"Dalam tradisi tasawuf, seni adalah jalan pengenalan diri, dan pengenalan diri adalah jalan menuju Tuhan." Jejak-jejak spiritual ini hadir tak hanya dalam teks suci, tapi juga dalam suara kacaping yang mengalun dan dinyanyikan para seniman Mandar.
Seni tradisi sering kali menyimpan dimensi spiritual yang tersembunyi di balik irama dan bait. Demikian pula dalam seni pakkacaping, salah satu bentuk pertunjukan musik rakyat Mandar yang bukan sekadar hiburan, tetapi juga menjadi medium pengungkapan religiositas dan spiritualitas masyarakat pesisir Sulawesi Barat. Di dalamnya, terdapat satu unsur utama: syair masaala---lirik-lirik yang mengandung ajaran Islam dan mencerminkan nilai-nilai sufistik yang mendalam.

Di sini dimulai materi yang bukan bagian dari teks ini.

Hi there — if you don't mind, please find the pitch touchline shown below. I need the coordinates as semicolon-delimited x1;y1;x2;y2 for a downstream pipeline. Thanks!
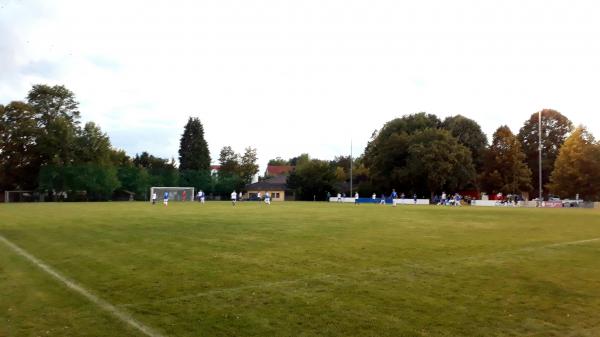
120;236;600;308
0;234;166;337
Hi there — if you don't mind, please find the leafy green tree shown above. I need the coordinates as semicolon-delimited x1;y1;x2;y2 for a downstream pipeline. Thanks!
0;101;39;190
287;156;336;200
178;117;210;171
74;122;112;165
268;157;289;166
218;146;239;176
518;109;573;196
27;84;81;166
404;129;476;198
442;115;488;170
133;152;179;187
239;147;259;184
363;113;441;193
482;126;532;195
548;127;600;200
180;169;212;194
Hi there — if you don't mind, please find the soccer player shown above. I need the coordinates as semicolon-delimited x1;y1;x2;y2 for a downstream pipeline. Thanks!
413;193;418;204
198;190;205;204
182;190;187;202
441;192;447;206
265;192;271;205
231;190;237;206
380;193;386;205
163;191;169;206
337;193;342;203
152;192;157;205
391;189;398;207
354;192;359;205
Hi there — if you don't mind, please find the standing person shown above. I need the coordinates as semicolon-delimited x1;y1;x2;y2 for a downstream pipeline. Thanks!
182;190;187;202
391;189;398;207
196;190;201;202
265;192;271;205
380;193;386;205
199;190;205;204
238;191;243;201
413;193;418;204
231;190;237;206
372;193;376;203
354;192;360;205
441;192;447;206
152;191;157;205
163;191;169;206
337;193;342;203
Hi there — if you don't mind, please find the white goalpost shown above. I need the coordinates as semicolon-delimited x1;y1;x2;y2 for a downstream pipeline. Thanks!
150;187;195;202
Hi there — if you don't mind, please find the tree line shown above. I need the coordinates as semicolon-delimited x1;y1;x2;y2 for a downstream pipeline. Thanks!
278;111;600;201
2;84;599;201
0;84;258;201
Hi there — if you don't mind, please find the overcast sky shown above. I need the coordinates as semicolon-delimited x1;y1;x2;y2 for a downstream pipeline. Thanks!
1;0;599;169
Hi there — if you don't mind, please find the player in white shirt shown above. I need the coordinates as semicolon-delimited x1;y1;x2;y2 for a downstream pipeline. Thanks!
337;193;342;203
231;191;237;206
264;192;271;205
354;192;359;205
198;190;205;204
152;192;157;205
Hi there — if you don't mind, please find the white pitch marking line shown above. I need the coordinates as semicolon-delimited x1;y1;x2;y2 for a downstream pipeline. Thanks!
0;234;165;337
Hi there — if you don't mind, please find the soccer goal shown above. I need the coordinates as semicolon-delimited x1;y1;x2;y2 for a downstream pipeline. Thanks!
4;190;36;203
150;187;195;202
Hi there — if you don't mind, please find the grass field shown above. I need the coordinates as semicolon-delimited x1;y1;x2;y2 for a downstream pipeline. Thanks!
1;202;599;337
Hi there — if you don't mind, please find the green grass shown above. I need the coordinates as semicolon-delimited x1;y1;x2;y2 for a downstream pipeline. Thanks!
1;202;599;337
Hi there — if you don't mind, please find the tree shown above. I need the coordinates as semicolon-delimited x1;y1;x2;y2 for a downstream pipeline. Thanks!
239;147;259;184
518;109;573;196
363;113;443;193
548;127;600;200
404;129;476;198
442;115;488;170
27;84;81;167
133;152;179;187
218;146;239;176
287;156;336;200
268;157;289;166
74;122;112;165
178;117;210;171
482;126;532;195
0;101;39;190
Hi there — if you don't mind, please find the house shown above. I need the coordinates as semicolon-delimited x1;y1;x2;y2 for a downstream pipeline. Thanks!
264;165;294;177
210;165;221;176
245;175;294;201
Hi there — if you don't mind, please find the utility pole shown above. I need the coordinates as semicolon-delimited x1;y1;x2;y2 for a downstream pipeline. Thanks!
538;110;543;203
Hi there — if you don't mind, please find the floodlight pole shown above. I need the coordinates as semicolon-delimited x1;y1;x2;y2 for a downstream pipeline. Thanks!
350;139;353;196
538;110;543;203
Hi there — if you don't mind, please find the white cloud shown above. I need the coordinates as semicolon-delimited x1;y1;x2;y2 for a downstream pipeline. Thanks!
1;0;599;168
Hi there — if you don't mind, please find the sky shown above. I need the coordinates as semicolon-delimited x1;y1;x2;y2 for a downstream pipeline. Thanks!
1;0;599;171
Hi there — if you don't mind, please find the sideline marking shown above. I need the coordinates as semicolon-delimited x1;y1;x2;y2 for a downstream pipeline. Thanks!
0;234;165;337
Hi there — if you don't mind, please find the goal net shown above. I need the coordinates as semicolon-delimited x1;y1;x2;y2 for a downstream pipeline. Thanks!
150;187;195;202
4;190;36;203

Pakkacaping tidak semata-mata sebuah pentas musik etnik. Ia adalah ritual kolektif, bagian dari nazar (tinjaq) masyarakat Mandar, biasanya digelar untuk menandai peristiwa penting seperti khitan, khatam Al-Qur'an, atau pernikahan. Dalam konteks ini, kacaping menjadi suara harapan, ungkapan syukur, dan doa yang dinyanyikan. Ia mengalun lembut menyentuh langit dan bumi.

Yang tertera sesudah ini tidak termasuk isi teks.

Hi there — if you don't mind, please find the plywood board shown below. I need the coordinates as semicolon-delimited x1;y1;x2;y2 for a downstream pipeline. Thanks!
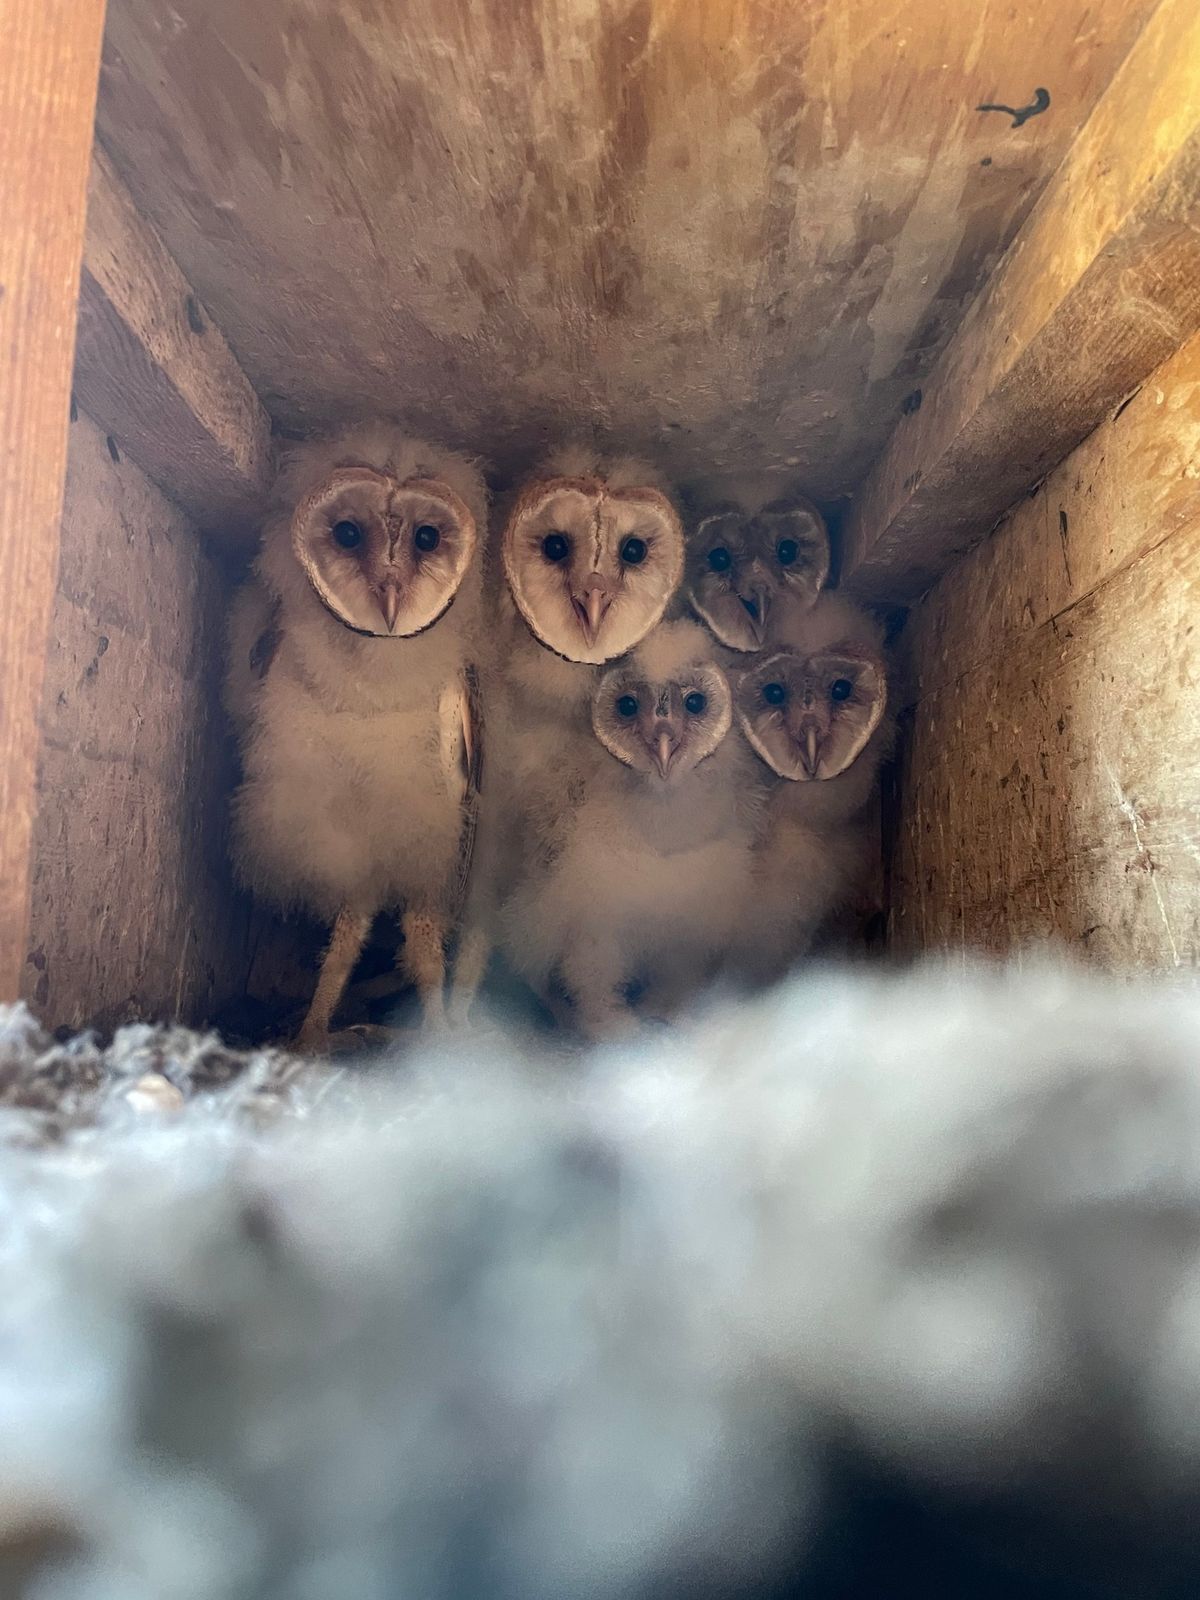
843;0;1200;601
96;0;1156;499
0;0;107;1001
891;331;1200;970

Paragai: Maestro Kacaping dan Penyair Sufistik
Salah satu maestro kacaping yang patut dikenang adalah Paragai, seorang pemain kacaping legendaris dari Saliboqo, Samasundu. Pada dekade 1980-an hingga 1990-an, nama Paragai menjulang bukan hanya karena kepiawaiannya memainkan kacaping, melainkan juga karena kedalaman spiritual dalam syair-syair yang ia lantunkan. Syairnya menjelma menjadi dzikir, renungan, bahkan wejangan sufistik bagi para pendengarnya.
Setiap kali memulai permainannya, ia mengucapkan: "Hu Allah, dzi karana Allah" (Dia Allah, karena Allah).
Dalam memainkan kacaping, Paragai kerap menyisipkan kata-kata simbolis seperti alang (alam kecil), makkealang (alam besar), membolong (menyatu), dan dzipembolongngi (objek penyatuan), seperti dalam syair berikut:
Cobama' dibattuannianga',
(Silakan beri aku pemahaman)
Anu dzi battuananna,
(Inilah pengertiannya)
Inna alang di makkealang,
(Mana alam di atasnya alam)
Kamenang di kaiyyanna,
(Yang paling besar)
Naiyya todzi' mala membolong,
(Bisa menyatu/meliputi)
Mala na dzipembolongngi.
(Kepadanya kita bisa luruh/menyatu)
Syair ini mengajak pendengar merenungi keterhubungan antara mikrokosmos (alang) dan makrokosmos (makkealang)---gambaran sufistik tentang keterhubungan makhluk dengan Tuhan (al-Haqq). Istilah "membolong" dan "dzipembolongngi" mengacu pada konsep tauhid, yang mengarah pada pandangan wahdat al-wujud (kesatuan eksistensi), sebagaimana dikembangkan oleh Ibnu Arabi.
Dalam pemikiran sufistik, manusia adalah jirm shaghir (alam kecil) yang memuat al-'alam al-akbar (alam besar). Ia adalah miniatur kosmos, tempat tajalli (manifestasi) nama-nama Tuhan.